Chicago voters 50 and over say that a mayoral candidate's position crime and economic issues will sway their vote in the 2023 election. Older voters are so concerned about these issues that a nearly nine in ten say they have considered leaving the city for a safer community.
Chicago voters also cited other issues that affect their quality of life, including essential services for older adults, people with disabilities, and low-income families; health care; transportation; and affordable housing.
- Nine in ten (88%) Chicago voters age 50-plus have considered leaving the city of Chicago in the past year to live in a safer community with a lower crime rate.
- Nine out of ten (89%) say a candidate’s position on crime and violence is "very important" in helping them make their voting decision for the next mayor.
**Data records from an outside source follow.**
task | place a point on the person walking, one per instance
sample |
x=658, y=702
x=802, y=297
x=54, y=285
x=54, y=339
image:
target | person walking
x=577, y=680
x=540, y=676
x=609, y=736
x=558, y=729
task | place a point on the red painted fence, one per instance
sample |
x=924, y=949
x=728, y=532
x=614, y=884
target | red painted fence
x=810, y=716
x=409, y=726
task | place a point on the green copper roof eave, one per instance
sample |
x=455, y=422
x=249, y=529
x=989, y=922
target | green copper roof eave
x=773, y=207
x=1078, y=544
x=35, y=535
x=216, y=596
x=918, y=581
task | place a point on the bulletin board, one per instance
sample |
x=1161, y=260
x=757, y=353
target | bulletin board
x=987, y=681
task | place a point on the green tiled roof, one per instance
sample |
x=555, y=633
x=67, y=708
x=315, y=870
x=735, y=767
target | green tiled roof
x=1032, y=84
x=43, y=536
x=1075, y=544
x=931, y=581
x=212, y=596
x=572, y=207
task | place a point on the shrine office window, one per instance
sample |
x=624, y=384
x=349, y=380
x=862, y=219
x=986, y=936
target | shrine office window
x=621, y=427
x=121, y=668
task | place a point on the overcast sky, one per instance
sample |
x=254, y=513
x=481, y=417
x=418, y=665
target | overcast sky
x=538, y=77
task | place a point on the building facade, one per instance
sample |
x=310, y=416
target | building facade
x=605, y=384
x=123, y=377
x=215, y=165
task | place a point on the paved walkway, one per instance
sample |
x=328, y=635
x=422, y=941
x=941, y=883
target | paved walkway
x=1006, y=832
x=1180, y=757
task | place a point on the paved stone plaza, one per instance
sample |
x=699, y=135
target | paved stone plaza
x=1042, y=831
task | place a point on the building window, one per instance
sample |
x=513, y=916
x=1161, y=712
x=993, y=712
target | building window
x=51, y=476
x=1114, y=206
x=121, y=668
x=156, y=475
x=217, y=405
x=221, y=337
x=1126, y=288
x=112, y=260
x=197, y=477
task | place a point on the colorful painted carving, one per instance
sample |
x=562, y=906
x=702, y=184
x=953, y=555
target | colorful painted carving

- A candidate’s position on jobs and the economy is also a "very important" influence on the voting decisions of nearly three-quarters (72%) of Chicago voters age 50-plus.
- At least seven in ten Chicago voters age 50-plus say their vote would be greatly impacted by a candidate’s position on essential services for older adults, people with disabilities, and low-income families; access to quality health care; access to easy and safe transportation options; and affordable housing for all residents.
- Most (86%) Chicago 50-plus voters say they will vote in the upcoming mayoral election in February 2023.
Interviews were conducted in English and Spanish between November 9 and 20, 2022, reaching both landline and mobile phones. The data are weighted by age and gender, race/ethnicity, and AARP membership.